I thought charting would be the easy part. It mostly was, but these details mattered a lot in real usage:

  • chart name consistency (cert-manager-webhook-spaceship)
  • sensible namespace defaults (cert-manager)
  • secret strategy for operators:
    • manual secret (recommended for production)
    • chart-managed secret (secrets.createSecret=true) for quick starts

Supporting both secret modes turned out to be the right call. Some people want everything explicit and externalized, others want one command and done.

The Breakages That Actually Taught Me Something

1) groupName mismatch

This one consumed more time than it should have. The webhook group must match between runtime and ClusterIssuer/Issuer config. I had defaults that drifted, and failures were noisy but not obvious.

I standardized everything on:

yaml
groupName: acme.spaceship.neoscrib.com

2) TXT record naming edge cases

I fixed normalization around domain/zone handling and trailing dots. Before that fix, challenge records could be created with the wrong name shape.

3) Secret lifecycle during upgrades

I initially focused on install, then hit upgrade behavior. If the first install creates a secret and later upgrades change flags/values, you can get surprising outcomes unless secret behavior is explicit and documented.

4) Wildcard + apex timing realities

The *.domain + apex case (for example *.piper.dev and piper.dev) is where everything got real. Same challenge name, two TXT values, propagation timing, retries, and backoff all show up quickly.

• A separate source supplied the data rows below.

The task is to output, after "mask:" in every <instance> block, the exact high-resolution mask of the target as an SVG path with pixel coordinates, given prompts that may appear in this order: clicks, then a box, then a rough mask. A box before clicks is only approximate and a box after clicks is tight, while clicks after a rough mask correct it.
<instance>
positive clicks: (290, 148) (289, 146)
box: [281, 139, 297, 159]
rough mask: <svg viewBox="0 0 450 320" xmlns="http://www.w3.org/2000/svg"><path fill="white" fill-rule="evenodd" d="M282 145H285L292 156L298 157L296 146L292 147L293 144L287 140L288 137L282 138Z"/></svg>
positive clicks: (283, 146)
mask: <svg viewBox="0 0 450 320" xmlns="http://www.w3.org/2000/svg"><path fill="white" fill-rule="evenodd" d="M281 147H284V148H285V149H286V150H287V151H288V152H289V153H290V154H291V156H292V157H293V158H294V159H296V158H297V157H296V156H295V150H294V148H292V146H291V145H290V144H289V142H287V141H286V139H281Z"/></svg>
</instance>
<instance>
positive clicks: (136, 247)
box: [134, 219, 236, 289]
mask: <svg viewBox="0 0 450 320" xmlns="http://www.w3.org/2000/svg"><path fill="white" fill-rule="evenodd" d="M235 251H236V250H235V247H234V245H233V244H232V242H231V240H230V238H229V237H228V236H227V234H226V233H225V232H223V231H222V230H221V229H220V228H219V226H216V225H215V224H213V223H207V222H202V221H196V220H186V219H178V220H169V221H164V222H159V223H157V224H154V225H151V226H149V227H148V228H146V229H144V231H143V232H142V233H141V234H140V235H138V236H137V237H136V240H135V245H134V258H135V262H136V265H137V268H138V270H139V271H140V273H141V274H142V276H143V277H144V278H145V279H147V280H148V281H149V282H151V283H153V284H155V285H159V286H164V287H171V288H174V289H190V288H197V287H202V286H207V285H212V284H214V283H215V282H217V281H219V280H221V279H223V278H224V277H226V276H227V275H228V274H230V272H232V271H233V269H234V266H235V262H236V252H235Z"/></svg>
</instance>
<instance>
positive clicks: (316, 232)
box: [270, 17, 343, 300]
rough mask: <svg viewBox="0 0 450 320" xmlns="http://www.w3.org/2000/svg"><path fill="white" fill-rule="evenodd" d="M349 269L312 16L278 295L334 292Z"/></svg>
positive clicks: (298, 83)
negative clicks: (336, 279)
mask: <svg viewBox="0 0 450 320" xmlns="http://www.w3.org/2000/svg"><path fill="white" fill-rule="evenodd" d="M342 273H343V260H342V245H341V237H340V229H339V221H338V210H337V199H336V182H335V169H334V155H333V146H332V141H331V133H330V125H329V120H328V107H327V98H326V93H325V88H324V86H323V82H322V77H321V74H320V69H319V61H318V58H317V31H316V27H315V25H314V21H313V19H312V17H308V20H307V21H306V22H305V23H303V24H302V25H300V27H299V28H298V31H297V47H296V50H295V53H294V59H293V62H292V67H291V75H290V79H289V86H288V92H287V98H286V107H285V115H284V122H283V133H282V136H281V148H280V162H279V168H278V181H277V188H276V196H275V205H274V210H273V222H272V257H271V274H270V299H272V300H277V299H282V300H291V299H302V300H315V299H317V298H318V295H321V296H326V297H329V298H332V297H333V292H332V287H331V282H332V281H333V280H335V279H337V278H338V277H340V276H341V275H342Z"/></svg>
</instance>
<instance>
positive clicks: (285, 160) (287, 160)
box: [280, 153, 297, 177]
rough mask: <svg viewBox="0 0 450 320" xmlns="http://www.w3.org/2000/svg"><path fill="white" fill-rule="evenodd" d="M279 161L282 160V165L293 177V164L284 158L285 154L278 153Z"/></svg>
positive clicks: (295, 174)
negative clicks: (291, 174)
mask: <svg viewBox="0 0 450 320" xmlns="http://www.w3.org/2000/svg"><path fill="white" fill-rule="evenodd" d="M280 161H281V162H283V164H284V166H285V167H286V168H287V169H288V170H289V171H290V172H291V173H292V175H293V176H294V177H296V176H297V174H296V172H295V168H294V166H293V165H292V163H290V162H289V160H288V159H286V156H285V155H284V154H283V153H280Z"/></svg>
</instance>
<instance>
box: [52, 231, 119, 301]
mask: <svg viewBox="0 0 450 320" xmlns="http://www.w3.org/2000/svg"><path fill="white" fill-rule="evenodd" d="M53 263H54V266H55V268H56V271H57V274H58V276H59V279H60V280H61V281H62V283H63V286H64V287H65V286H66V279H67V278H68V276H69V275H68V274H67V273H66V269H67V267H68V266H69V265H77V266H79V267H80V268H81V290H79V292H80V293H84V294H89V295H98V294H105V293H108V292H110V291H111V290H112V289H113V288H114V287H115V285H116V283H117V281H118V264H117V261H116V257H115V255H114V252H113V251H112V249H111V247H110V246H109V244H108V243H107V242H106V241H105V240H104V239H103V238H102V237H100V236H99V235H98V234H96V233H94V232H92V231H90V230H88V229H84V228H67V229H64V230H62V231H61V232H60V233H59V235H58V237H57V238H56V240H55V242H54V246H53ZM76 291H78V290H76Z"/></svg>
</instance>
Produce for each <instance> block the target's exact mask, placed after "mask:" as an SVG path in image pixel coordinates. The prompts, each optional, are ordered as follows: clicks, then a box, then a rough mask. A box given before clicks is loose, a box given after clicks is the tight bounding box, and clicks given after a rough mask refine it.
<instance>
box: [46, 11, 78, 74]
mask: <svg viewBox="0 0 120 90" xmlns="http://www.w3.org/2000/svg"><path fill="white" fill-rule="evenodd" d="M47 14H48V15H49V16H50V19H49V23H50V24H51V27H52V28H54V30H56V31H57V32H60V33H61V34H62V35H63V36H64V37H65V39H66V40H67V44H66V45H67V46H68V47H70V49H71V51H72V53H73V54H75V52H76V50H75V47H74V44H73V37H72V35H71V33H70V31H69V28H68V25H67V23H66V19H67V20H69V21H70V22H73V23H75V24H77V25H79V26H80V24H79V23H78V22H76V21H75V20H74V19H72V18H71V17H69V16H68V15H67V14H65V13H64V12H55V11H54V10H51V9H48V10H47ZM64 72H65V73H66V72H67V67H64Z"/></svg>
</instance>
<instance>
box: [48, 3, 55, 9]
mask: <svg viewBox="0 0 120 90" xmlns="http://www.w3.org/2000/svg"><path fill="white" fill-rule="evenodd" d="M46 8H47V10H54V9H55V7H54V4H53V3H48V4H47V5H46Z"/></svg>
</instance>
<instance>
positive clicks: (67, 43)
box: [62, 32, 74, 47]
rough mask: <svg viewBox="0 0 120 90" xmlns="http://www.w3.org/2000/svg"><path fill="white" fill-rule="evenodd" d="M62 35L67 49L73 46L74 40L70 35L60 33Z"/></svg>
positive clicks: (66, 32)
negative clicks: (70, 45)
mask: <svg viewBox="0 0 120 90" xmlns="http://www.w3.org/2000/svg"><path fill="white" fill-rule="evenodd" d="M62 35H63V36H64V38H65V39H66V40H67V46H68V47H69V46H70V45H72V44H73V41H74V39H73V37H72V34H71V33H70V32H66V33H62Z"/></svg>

Publishing Was Its Own Learning Curve

I published the chart through GitHub Pages (gh-pages) and pushed images to Docker Hub. The repeatable flow that worked for me:

  1. push main
  2. package chart (.tgz)
  3. generate/update index.yaml
  4. push gh-pages
  5. push Docker image tag

The process is manual, but easy to reason about and easy to recover when I make a mistake.

Real-Cluster Validation Is Where Confidence Came From

After deployment, I validated with Let's Encrypt staging first, then production:

  • single-domain certs
  • wildcard + apex together (for example *.piper.dev and piper.dev)

I also validated it while migrating services from ingress-nginx to Traefik Gateway API. That migration forced me to test certificates, routes, middleware allowlists, and external backends in a realistic setup instead of a toy example.

What I Would Do Early Next Time

  • start with explicit, shared defaults for groupName
  • document secret modes early
  • validate with staging ACME before production
  • test wildcard + apex early
  • treat Helm packaging and docs as first-class, not cleanup work

Closing

The webhook is now doing exactly what I wanted: cert-manager can issue and renew certificates through Spaceship DNS with a repeatable install path.

The biggest lesson is that shipping infrastructure code is mostly integration work. The core Go code matters, but the real reliability comes from defaults, docs, upgrade behavior, and real-cluster testing.